Выбрать главу

И тут мой отец заговорил о себе. Врач его квалификации и его взглядов там крайне необходим. Он еще не знает, в какой город его направят. Что же касается меня, то, если я хочу специализироваться на внутренних болезнях, мне нужно закончить учение в Берлине или в другом городе.

Я яростно запротестовал. Ни за что на свете не желал я разлучаться с Марией Луизой. Причины, по которым отец хотел скорее возвратиться в Германию, казались мне неубедительными.

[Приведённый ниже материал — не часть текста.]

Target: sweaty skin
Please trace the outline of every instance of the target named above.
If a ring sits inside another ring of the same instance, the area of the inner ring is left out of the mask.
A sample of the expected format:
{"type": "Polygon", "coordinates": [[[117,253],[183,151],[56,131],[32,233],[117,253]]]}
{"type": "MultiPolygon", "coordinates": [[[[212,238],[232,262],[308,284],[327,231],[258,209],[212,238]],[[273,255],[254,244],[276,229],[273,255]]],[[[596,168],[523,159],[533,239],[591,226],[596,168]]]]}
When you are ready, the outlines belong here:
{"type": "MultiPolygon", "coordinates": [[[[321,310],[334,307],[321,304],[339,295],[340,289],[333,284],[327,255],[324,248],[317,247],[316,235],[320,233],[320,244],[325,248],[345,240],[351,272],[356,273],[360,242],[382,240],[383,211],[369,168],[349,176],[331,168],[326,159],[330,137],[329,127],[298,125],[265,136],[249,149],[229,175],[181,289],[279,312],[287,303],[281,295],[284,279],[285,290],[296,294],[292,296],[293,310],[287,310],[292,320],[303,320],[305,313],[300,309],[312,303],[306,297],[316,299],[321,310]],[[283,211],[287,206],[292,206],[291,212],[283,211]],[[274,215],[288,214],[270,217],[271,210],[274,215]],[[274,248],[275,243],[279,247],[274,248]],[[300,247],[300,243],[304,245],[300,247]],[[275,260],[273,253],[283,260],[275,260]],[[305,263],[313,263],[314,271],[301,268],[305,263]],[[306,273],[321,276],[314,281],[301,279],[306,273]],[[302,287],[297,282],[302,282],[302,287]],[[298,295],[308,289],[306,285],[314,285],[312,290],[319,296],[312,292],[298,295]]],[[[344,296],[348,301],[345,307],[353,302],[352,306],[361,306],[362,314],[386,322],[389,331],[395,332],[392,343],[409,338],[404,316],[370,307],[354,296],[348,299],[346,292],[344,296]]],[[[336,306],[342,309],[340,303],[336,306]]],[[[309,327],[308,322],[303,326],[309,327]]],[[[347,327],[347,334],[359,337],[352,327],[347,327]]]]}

Отец молча выслушал меня, потом сказал: «Если Мария Луиза не достанет денег, чтобы уехать вместе с нами, там ты скорее заработаешь ей на дорогу. Немного сбережений, наверно, у нее есть».

В ответ на мои отчаянные возражения он твердо заявил, что один я не смогу здесь закончить образование и стать врачом. На какие средства я буду жить? Чем платить за учебу? За питание? За квартиру? Или из любви к Марии я изберу другую профессию? Может быть, стану продавцом в магазине? Буду работать с раннего утра до поздней ночи. А остальное еще труднее. Я пропаду здесь ни за что ни про что. Друзья выслали ему денег, их еле-еле хватит на дорогу, мне он не сможет оставить ничего.

Об учебе здесь нечего и думать. Я же знаю, сколько тут стоит учение. Чтобы стать самостоятельным, мне придется найти какое-нибудь место или обучиться ремеслу.

В Германии, точнее говоря, в Восточной Германии я смогу закончить образование и принести пользу сотням людей, а это главное. И кроме того, Мария Луиза, если я не хочу с ней расставаться, сможет через некоторое время приехать к нам.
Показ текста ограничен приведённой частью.